The Pilgrims and Their Struggle for Freedom
BY AWAKE! CORRESPONDENT IN THE NETHERLANDS
IN 1620, a group of English Puritans who had sailed from Delfshaven, near Rotterdam, Netherlands, founded the first permanent settlement by Europeans in New England—Plymouth Colony—in what is now southeastern Massachusetts. What prompted these deeply religious people to risk such a long and arduous voyage across the treacherous Atlantic Ocean in the tiny ship Mayflower? What were they doing in the Netherlands in the first place? Why did they leave there?
The Religious Situation in England
During the 1500’s, the Roman Catholic Church was shaken by the Reformation. Protestant churches came into existence all over Europe, including England. In England’s case, the final breach with Rome came after the pope refused to grant the request of King Henry VIII to have his first marriage dissolved. The English church separated from Rome, and in 1534 the English Parliament officially recognized Henry as the “Supreme Head on earth, immediately under God, of the Church of England.” His daughter Elizabeth, born in 1533, was brought up a Protestant, and after becoming Queen Elizabeth I, she gave the Anglican Church a strong Protestant character. Nevertheless, there were smaller Protestant groups that did not agree with the prevailing Anglican Church. Many of these came to be called Puritans because they wished to purify the Anglican Church of any vestige of Roman Catholicism. One Puritan group was held to be especially radical, as they broke away from the church hierarchy of bishops and priests. They considered their congregation to be completely independent, under the rule of their own elders.
Queen Elizabeth feared that she would lose her grip on the people if the Puritans were not held in check. She therefore introduced severe legislation against them. In spite of this, the various Puritan groups continued to meet, but secretly, in private homes. The Puritans also distributed many religious pamphlets expounding their beliefs. The London Puritans appointed their own body of elders, consisting mostly of suspended Anglican ministers.

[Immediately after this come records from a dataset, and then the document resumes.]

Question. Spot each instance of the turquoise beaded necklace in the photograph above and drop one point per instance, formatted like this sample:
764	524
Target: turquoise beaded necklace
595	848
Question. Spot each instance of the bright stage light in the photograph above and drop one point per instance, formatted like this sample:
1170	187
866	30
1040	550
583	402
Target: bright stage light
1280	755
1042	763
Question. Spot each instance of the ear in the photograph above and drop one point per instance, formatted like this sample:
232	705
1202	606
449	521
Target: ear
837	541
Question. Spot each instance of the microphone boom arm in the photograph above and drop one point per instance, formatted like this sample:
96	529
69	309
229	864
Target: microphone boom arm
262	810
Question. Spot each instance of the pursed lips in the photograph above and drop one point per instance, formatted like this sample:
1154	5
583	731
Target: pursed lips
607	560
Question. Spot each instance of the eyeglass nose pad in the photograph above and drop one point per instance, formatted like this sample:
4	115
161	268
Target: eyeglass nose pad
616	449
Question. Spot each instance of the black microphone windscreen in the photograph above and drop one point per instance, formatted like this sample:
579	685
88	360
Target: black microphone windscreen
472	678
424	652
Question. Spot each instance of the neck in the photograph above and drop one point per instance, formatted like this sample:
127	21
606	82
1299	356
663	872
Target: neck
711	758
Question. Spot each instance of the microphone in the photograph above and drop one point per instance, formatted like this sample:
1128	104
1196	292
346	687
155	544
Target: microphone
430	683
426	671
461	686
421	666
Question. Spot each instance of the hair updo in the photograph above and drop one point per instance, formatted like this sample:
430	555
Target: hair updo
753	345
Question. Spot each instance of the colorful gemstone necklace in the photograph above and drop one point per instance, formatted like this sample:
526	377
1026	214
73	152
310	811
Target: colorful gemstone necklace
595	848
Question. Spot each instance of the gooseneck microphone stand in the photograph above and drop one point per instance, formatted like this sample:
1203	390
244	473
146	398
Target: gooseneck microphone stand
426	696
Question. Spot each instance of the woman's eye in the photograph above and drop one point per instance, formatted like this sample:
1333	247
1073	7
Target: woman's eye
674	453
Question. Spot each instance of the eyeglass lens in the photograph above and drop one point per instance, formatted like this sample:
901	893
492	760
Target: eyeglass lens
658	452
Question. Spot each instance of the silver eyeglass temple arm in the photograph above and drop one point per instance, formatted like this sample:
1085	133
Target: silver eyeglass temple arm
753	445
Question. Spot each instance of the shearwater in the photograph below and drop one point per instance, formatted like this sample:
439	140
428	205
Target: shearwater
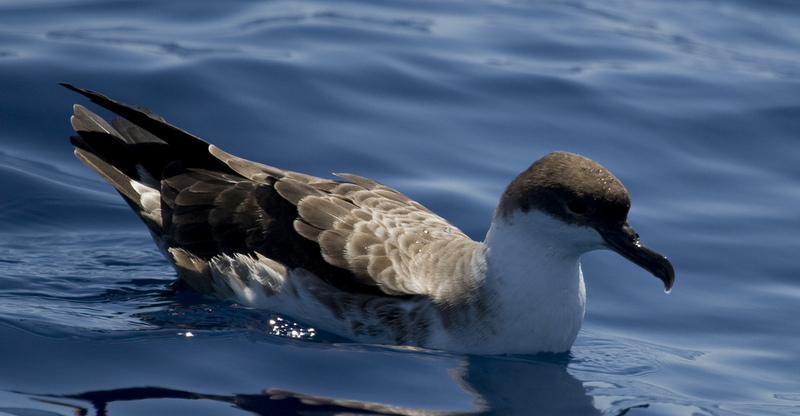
359	259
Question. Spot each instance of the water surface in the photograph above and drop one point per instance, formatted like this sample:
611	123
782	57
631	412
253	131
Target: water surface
693	105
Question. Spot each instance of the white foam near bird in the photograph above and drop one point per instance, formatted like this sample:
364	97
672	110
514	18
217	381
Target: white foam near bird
359	259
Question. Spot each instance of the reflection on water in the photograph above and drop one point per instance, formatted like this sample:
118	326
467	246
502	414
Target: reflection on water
498	386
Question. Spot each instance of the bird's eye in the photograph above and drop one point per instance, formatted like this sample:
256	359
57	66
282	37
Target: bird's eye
578	206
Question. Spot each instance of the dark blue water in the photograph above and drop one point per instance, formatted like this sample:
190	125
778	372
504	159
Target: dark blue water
694	105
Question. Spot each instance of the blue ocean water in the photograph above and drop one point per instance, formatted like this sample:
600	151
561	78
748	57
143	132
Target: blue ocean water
694	105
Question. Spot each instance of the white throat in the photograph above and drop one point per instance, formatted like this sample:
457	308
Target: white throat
534	274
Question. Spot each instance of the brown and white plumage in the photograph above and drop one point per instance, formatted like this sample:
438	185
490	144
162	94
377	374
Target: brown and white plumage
355	257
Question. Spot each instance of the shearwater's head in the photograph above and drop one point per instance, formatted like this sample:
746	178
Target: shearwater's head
578	191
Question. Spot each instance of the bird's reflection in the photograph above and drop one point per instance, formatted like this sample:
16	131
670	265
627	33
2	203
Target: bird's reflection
498	385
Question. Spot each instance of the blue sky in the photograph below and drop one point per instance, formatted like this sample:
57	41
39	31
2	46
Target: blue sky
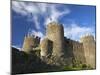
32	17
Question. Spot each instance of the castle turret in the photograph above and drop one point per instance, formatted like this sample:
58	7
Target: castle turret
30	42
55	33
89	49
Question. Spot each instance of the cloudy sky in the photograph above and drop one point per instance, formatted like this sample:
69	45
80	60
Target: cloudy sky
32	18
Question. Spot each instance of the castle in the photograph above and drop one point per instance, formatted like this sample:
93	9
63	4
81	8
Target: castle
58	50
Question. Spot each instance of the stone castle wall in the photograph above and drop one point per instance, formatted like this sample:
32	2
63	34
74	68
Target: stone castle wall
89	50
74	50
55	34
30	42
57	49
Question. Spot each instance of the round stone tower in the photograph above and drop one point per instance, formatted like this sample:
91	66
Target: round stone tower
89	50
55	33
30	42
46	47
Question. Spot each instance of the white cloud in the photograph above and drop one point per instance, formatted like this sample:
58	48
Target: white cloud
17	47
55	14
75	32
36	33
33	9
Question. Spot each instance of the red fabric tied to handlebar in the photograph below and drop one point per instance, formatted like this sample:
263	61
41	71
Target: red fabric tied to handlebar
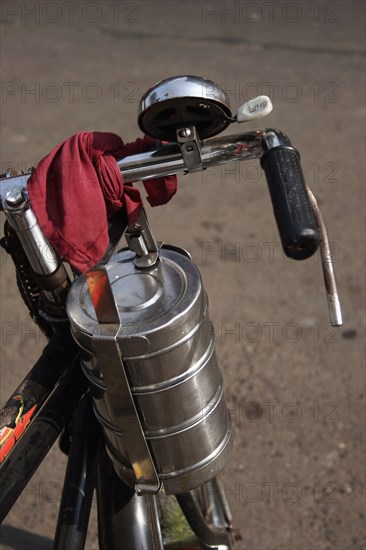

The groups that gave up on reforming the Anglican Church and broke away from it were referred to as Separatists.
King James I, Queen Elizabeth’s successor, followed her religious policy, threatening to “harry [the Puritans] out of the land.” At the same time, he commissioned a new English translation of the Bible—the King James Version, completed in 1611. This new version motivated many people to examine the Bible. The result? Even more people began to differ with the State church. What would you have done if you had lived in those days? Do you think that under the threat of persecution, you would have adjusted your religious beliefs? Would you have held to your convictions firmly, regardless of the cost? Many Puritans did and refused to compromise.
Escape to Holland
One group of Separatists that did not compromise was found in the small English town of Scrooby. There they met secretly in the home of postmaster William Brewster, their “Ruling Elder.” Also associated with them was John Robinson, a former Anglican priest. Besides advocating church government by elders rather than by priests and bishops, the group at Scrooby rejected priestly garb and much of the ritual of Anglican Church services, although these things were required by law.
Under increasing pressure, this small group decided to flee to the Netherlands, at the time the only place in Europe where their opinions and practices would be tolerated. Emigration, however, was illegal. As secretly as possible, therefore, they sold their homes and everything else they could not take along, and in 1608 they went to Amsterdam by ship. It was in the Netherlands that the Separatists began to think of themselves as pilgrims.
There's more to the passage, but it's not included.